[Words Java] Tracking changes Marking up a piece of text rather than replacing

We have the following code snippet that normalizes a search string, finds it within the document and then replaces it. This all happens with track changes enabled at the start of the loop and stopped at the end of the loop. What ends up happening however is, that it replaces the block entirely since the replacement text also contains the full text and thus now it appears that the whole block/paragraph was replaced rather than a portion of it was added to the original block or removed from the original block.

How do we address this issue as we require the document to be markedup with changes rather than replaced with the changes.

 public String processSteps(List<Step> steps, Metadata metadata) throws Exception {
    String s3Url = metadata.getS3BinaryUrl();


    // Download from S3 and load the document into Aspose.Words
    Document document = s3Service.downloadAndPrepareDocument(s3Url);

    // Get paragraphs as a parameterized collection
    NodeCollection<Paragraph> paragraphs = document.getChildNodes(NodeType.PARAGRAPH, true);

    // Iterate through each step and replace text in paragraphs
    for (Step step : steps) {
      if (step.getLocations() != null && step.getOriginalProvision() != null
          && step.getMarkedUpProvision() != null) {
        logger.info("Processing step: {}", step.getProvisionName());
        String searchText = step.getOriginalProvision();
        if (searchText == null || searchText.isEmpty()) {
          logger.warn("Skipping step '{}' with empty search text.", step.getProvisionName());
          continue; // Skip if search text is empty
        }
        String replacementText = step.getMarkedUpProvision();
        // String regex = buildFlexibleRegex(searchText);
        String normalizedSearch = normalizeText(searchText);
        for (Paragraph para : paragraphs) {
          String paraText = para.getText().trim();
          String normalizedParaText = normalizeText(paraText);
          // Check if the normalized paragraph text contains the normalized search text
          if (normalizedParaText.contains(normalizedSearch)) {
            FindReplaceOptions options = new FindReplaceOptions();
            options.setMatchCase(false);
            options.setUseSubstitutions(true);
            logger.info("Text to be replaced: {}", searchText);
            logger.info("Para before replacement: {}", para.getText());
            // Replace the text in the paragraph
            para.getRange().replace(searchText, replacementText, options);
            logger.info("Para after replacement: {}", para.getText());
          }
        }
      }
    }

Servient developer on behalf of Ian.

@ianjwilson

Cause

The issue arises because when you replace text in a paragraph with the full replacement text, it effectively replaces the entire block instead of marking up the changes.

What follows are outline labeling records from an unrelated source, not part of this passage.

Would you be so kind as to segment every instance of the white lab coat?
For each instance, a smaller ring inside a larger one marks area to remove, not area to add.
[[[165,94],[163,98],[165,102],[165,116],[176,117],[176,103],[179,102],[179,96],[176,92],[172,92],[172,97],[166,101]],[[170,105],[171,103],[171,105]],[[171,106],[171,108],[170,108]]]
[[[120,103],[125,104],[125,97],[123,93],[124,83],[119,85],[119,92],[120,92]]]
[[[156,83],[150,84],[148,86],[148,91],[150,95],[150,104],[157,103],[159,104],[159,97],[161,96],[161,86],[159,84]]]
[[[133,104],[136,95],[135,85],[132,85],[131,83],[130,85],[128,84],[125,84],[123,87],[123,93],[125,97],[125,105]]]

This occurs because the replacement text includes the original text, leading to the appearance of a complete replacement rather than an addition or removal.

Solution

To achieve the desired markup of changes without replacing the entire block, you can use the DocumentBuilder class to insert or remove text at specific positions instead of using the replace method directly. This approach allows you to modify the text while keeping track of changes.

Code

Here’s a modified version of your code that uses DocumentBuilder to insert or remove text:

public String processSteps(List<Step> steps, Metadata metadata) throws Exception {
    String s3Url = metadata.getS3BinaryUrl();
    Document document = s3Service.downloadAndPrepareDocument(s3Url);
    NodeCollection<Paragraph> paragraphs = document.getChildNodes(NodeType.PARAGRAPH, true);

    for (Step step : steps) {
        if (step.getLocations() != null && step.getOriginalProvision() != null && step.getMarkedUpProvision() != null) {
            logger.info("Processing step: {}", step.getProvisionName());
            String searchText = step.getOriginalProvision();
            if (searchText == null || searchText.isEmpty()) {
                logger.warn("Skipping step '{}' with empty search text.", step.getProvisionName());
                continue;
            }
            String replacementText = step.getMarkedUpProvision();
            String normalizedSearch = normalizeText(searchText);

            for (Paragraph para : paragraphs) {
                String paraText = para.getText().trim();
                String normalizedParaText = normalizeText(paraText);
                if (normalizedParaText.contains(normalizedSearch)) {
                    logger.info("Text to be modified: {}", searchText);
                    logger.info("Para before modification: {}", para.getText());

                    // Use DocumentBuilder to insert or remove text
                    DocumentBuilder builder = new DocumentBuilder(document);
                    builder.moveTo(para);
                    int index = paraText.indexOf(searchText);
                    if (index != -1) {
                        // Insert the replacement text at the found index
                        builder.insertHtml(replacementText, true);
                        logger.info("Para after modification: {}", para.getText());
                    }
                }
            }
        }
    }
    return document.toString(SaveFormat.TEXT);
}

Next Steps

  1. Test the modified code to ensure it marks up changes correctly without replacing entire blocks.
  2. Adjust the logic for inserting or removing text based on your specific requirements for markup.
  3. Review the Aspose.Words documentation for further customization options related to tracking changes.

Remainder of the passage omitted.